By KaiserPister 2026-03-0519:26

That’s a bit reductive. Some do, others don’t. I do a lot of AI development, and building. But I value the act of writing for clarifying my thoughts. And I value other people’s time when reading my writing.

By moffkalast 2026-03-0519:30

They are the ones who should know best when not to use it.

By ttul 2026-03-0515:512 reply

What gives you the sense that the piece was written by an LLM? I would agree that the diagrams have some of the artifacts common in Nano Banana output, but what tips you off about the text?

By rush340 2026-03-0516:11

Em dashes in every other sentence. I've never seen an actual person do that. The language in general reads exactly it's written by an LLM:

"The blah blah didn't just start as blah. It started as blah..." "First came blah -- blah blah blah" "And now: blah"

It's a distinctly AI writing style. I do wonder if we'll get to a point where people start writing this way just because it's what they're used to reading. Or maybe LLMs will get better at not writing like this before that happens.

By tverbeure 2026-03-0516:43

I'm sick and tired of the "No..., no ..., (just) ..." LLM construction.

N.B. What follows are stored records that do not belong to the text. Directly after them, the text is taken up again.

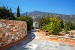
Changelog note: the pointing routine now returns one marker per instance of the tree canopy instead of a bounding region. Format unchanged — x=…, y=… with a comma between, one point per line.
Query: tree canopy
x=53, y=26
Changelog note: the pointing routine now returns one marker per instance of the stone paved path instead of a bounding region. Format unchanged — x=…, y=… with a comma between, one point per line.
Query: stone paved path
x=41, y=44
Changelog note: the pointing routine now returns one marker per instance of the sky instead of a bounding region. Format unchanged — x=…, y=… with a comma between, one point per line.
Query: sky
x=54, y=6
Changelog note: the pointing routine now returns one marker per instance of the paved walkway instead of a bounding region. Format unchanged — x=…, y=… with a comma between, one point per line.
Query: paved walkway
x=37, y=42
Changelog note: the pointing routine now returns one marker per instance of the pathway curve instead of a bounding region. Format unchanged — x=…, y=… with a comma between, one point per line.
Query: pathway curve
x=36, y=42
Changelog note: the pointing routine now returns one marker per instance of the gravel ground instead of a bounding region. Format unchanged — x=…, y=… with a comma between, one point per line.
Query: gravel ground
x=41, y=44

It's everywhere now, you can't open a social media platform and get bombarded by it. This article is full of it.

I get it, I should focus just on the content and whether or not an LLM was used to write it, but the reaction to it is visceral now.

By 0xbadcafebee 2026-03-0517:261 reply

I wasn't put off by it. I read the article, got all the information I needed, it was interesting and informative. (In fact, I find the human-written ones more often annoying; most people are not good at writing, and are apt to create huge walls of text, whereas the AI is biased towards making the information easy to consume)

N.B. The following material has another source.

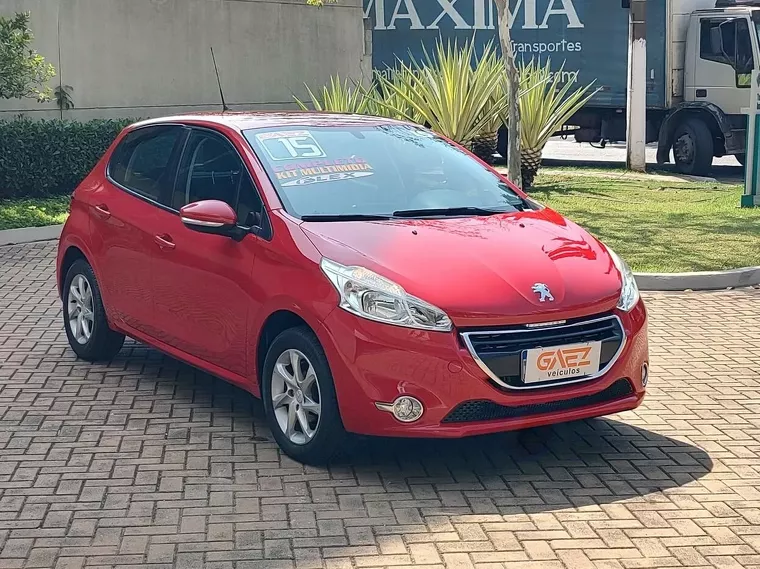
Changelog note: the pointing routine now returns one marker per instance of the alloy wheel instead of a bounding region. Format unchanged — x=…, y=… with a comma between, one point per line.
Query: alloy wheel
x=296, y=398
x=80, y=309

By KaiserPister 2026-03-0519:24

I do agree it is one of those “if I had more time, I would write a shorter letter” situations.

But in this case the piece is wordier than a bad human writer would be. If they want to use ai for writing, so be it, but at least include “concisely” in the prompt.

By chromehearts 2026-03-0513:361 reply

I hate those AI generated graphs / charts more than the text

By giancarlostoro 2026-03-0514:20

You on about this article or other articles? I dont mind AI generated images to a degree, charts I might start to worry.